Last reviewed: June 2018
February 27, 1807
Portland, Massachusetts (now in Maine)
March 24, 1882
Henry Wadsworth Longfellow’s father was an influential lawyer, and his mother’s family went back to Priscilla Mullins and John Alden, passengers on the Mayflower. A talented, bookish lad, Longfellow at the age of fifteen entered Bowdoin College, where one of his classmates was Nathaniel Hawthorne. After his graduation he was offered Bowdoin’s newly established professorship of modern languages. Because European study was a preliminary requirement, Longfellow in 1826 began that long and loving dalliance with the treasures of the Old World that was to profoundly influence his writing. In 1829 he returned from the first of his four excursions to Europe and began teaching at his alma mater. Henry Wadsworth Longfellow
Henry Wadsworth Longfellow
In 1834 Harvard University appointed Longfellow to its Smith professorship of French and Spanish. Before beginning his new duties, Longfellow undertook another European tour, this time accompanied by his wife, the fragile Mary Potter of Portland, whom he had married in 1831. Her death in Rotterdam was Longfellow’s first great sorrow. Eight years later he married Frances Appleton, the model for the heroine of the semiautobiographical Hyperion; eighteen years of domestic happiness followed until Frances Longfellow’s death from burns resulting from an accident at home. Five children were born of this marriage, including the three daughters who are featured in “The Children’s Hour.”

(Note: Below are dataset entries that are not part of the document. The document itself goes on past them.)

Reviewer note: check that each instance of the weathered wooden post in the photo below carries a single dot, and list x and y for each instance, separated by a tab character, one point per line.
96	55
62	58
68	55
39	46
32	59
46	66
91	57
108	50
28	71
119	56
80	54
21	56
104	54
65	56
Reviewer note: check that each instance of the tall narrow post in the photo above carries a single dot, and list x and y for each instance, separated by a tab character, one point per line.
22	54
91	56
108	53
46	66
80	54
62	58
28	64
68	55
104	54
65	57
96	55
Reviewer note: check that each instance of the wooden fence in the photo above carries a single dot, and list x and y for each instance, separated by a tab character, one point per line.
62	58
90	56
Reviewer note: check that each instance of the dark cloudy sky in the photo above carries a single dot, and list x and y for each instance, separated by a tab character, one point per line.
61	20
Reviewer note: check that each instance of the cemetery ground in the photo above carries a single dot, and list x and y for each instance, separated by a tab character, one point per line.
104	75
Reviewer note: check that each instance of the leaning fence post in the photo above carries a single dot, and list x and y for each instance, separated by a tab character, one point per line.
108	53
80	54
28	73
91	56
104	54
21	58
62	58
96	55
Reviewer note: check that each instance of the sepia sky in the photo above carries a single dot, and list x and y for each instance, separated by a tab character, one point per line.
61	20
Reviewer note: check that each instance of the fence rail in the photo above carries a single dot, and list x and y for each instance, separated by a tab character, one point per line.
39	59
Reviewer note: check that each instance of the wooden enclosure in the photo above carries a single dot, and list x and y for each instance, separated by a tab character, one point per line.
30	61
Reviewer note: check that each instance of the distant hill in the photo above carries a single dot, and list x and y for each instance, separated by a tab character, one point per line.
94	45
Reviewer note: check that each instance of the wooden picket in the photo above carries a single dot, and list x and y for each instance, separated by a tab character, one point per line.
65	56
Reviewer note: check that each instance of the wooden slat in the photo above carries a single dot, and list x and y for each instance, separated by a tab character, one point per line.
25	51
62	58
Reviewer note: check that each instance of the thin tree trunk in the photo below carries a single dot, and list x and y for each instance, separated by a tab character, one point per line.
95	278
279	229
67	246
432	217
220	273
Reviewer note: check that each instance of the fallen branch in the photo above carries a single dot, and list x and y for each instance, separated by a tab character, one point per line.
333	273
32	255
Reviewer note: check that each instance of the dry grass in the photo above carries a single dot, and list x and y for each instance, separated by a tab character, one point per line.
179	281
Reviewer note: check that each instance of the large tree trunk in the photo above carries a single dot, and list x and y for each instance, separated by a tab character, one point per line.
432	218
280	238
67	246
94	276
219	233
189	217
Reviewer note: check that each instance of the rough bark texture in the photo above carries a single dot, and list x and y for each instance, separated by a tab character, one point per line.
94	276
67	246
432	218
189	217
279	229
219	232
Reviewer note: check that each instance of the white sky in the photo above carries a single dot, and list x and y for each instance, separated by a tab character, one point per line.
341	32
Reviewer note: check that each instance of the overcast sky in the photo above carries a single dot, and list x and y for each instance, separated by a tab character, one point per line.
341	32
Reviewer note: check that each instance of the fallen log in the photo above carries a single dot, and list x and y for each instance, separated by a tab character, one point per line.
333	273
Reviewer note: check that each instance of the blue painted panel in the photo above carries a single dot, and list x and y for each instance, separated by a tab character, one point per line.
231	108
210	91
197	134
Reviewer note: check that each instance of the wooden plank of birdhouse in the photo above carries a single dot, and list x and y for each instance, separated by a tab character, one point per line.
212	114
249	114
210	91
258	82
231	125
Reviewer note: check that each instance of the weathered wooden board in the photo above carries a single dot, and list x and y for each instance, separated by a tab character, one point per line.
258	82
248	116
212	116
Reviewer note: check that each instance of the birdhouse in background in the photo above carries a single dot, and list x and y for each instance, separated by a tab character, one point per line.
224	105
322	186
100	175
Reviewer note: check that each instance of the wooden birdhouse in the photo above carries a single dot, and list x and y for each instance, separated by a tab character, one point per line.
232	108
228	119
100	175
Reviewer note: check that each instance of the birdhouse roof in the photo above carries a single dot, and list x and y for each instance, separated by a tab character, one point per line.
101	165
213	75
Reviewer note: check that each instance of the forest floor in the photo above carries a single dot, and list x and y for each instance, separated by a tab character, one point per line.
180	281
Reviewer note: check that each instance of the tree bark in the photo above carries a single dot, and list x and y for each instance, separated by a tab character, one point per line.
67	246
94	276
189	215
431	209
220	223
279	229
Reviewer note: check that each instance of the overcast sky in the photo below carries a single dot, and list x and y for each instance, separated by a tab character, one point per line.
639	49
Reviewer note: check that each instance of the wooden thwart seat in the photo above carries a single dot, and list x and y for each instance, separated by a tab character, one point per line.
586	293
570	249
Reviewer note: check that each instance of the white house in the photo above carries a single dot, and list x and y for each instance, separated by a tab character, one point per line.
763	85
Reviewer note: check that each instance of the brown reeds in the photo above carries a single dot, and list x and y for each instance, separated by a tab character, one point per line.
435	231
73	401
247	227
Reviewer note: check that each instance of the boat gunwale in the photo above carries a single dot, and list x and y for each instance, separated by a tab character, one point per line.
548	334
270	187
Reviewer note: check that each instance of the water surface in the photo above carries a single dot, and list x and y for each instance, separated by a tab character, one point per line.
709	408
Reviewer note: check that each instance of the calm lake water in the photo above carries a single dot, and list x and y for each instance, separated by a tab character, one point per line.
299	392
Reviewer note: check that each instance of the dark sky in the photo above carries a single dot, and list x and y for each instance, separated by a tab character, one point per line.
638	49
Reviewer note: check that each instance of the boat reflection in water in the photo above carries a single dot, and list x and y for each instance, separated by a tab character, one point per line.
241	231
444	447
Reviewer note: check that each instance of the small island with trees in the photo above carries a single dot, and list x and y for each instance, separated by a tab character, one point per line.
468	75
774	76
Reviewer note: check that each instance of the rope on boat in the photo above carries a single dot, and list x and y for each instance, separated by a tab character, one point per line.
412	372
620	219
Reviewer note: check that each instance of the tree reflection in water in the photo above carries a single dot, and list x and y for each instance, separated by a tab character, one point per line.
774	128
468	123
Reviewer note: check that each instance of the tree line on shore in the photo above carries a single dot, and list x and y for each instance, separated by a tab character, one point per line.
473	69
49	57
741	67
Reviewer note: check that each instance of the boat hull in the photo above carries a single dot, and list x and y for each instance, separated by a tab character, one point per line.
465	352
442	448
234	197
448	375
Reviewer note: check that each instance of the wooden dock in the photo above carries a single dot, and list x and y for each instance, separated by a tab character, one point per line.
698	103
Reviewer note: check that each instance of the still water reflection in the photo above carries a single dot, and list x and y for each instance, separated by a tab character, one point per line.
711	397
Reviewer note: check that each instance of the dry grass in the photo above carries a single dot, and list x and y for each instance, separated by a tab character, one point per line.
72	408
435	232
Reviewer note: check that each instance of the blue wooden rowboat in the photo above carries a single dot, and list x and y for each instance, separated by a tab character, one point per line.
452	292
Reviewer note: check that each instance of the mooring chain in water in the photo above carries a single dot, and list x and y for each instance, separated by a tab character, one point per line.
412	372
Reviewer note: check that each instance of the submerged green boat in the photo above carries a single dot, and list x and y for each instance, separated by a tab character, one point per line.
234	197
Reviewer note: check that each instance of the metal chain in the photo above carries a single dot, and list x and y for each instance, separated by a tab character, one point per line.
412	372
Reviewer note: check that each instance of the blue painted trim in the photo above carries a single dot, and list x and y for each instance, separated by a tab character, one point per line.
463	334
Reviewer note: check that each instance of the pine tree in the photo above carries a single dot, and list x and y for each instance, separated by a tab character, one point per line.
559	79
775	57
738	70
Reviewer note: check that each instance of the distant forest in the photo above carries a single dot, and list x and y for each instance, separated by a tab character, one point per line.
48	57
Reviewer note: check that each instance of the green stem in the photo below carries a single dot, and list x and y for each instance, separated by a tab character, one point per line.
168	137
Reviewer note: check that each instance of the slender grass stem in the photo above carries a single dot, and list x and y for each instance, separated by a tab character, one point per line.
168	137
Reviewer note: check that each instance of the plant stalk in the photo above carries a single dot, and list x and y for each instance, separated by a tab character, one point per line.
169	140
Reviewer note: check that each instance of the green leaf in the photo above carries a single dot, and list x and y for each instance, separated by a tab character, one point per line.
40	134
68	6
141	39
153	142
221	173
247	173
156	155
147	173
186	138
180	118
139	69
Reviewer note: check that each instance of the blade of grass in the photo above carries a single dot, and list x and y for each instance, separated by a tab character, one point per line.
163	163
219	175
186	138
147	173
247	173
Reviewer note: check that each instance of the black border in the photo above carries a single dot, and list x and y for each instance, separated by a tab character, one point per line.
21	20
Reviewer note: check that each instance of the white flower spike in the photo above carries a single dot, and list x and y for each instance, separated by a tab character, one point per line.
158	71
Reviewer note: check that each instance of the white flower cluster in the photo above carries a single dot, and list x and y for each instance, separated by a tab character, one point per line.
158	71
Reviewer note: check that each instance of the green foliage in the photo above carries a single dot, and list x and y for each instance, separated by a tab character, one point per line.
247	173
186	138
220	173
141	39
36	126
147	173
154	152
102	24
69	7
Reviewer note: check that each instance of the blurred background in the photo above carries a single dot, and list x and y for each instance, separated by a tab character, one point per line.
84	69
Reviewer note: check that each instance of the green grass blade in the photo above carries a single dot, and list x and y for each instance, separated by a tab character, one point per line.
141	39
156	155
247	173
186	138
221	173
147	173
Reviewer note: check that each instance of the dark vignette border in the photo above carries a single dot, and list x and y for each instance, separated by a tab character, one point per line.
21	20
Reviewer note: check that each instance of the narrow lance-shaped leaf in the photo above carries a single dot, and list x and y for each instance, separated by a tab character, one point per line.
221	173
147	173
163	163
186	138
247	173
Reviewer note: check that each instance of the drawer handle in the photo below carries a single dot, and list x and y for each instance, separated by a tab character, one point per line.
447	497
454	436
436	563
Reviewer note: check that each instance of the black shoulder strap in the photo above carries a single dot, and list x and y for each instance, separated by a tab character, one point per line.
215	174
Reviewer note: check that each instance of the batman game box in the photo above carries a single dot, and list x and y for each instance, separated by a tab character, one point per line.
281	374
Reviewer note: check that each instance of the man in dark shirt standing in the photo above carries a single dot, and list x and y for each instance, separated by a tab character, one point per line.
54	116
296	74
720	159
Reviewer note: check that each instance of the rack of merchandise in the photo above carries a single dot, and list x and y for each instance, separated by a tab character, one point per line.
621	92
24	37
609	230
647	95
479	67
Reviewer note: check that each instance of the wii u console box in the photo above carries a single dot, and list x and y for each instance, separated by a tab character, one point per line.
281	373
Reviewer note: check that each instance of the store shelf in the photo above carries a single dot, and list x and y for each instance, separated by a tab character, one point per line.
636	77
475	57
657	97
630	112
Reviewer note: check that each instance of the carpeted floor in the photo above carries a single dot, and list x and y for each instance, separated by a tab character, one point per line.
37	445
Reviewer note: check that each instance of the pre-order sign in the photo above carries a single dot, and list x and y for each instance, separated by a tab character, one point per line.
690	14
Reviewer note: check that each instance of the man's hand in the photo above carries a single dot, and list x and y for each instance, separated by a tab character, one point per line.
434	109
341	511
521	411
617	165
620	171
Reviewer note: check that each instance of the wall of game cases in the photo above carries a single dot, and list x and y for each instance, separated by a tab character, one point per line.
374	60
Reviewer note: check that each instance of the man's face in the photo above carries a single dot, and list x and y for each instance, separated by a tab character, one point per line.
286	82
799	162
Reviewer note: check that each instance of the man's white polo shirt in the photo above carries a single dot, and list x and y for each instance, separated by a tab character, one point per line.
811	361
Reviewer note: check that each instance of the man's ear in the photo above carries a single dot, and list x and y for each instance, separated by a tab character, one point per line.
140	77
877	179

Aside from his personal tragedies, Longfellow’s adult years constitute a remarkable story of uninterrupted success and growing prestige. In 1839 his first book of verse, Voices of the Night, gained wide and prompt recognition with such poems as “The Psalm of Life” and “Excelsior.” In 1854 he resigned the Harvard professorship to devote himself exclusively to writing. Such longer works as Evangeline, The Song of Hiawatha, and the first part of Tales of a Wayside Inn, which includes “Paul Revere’s Ride,” brought the poet acclaim and affluence. At the age of sixty-one, during his last trip to Europe, he received honorary degrees from Oxford and Cambridge Universities and enjoyed a private audience with Queen Victoria. At seventy-five he published a volume of poems titled In the Harbor; a few weeks later, stricken by sudden illness, he died on March 24, 1882, in his home in Cambridge, Massachusetts.
Longfellow’s work, reminiscent of the German Romantic lyrists, belongs to the less dramatic aspects of the Romantic movement. He was deeply interested in the antislavery movement and also did much to popularize European culture in the United States. In 1884 he became the first American venerated with a bust in the Poets’ Corner of Westminster Abbey. His frequent didacticism and occasional lack of profundity are balanced by a craftsmanship and versatility that give grace and fluency to all his work. Never a slavish imitator of his European literary models; he served, rather, as a link between the Old World and the New.
Even more important was his contribution of narrative poems based on American themes and historical incidents, most of them hitherto ignored as poetic material. Longfellow remains one of his country’s most representative poets, a writer who continues to be venerated because he understood the aspirations and sorrows of everyday life and was able to express them in tones of unmistakable simplicity and sincerity.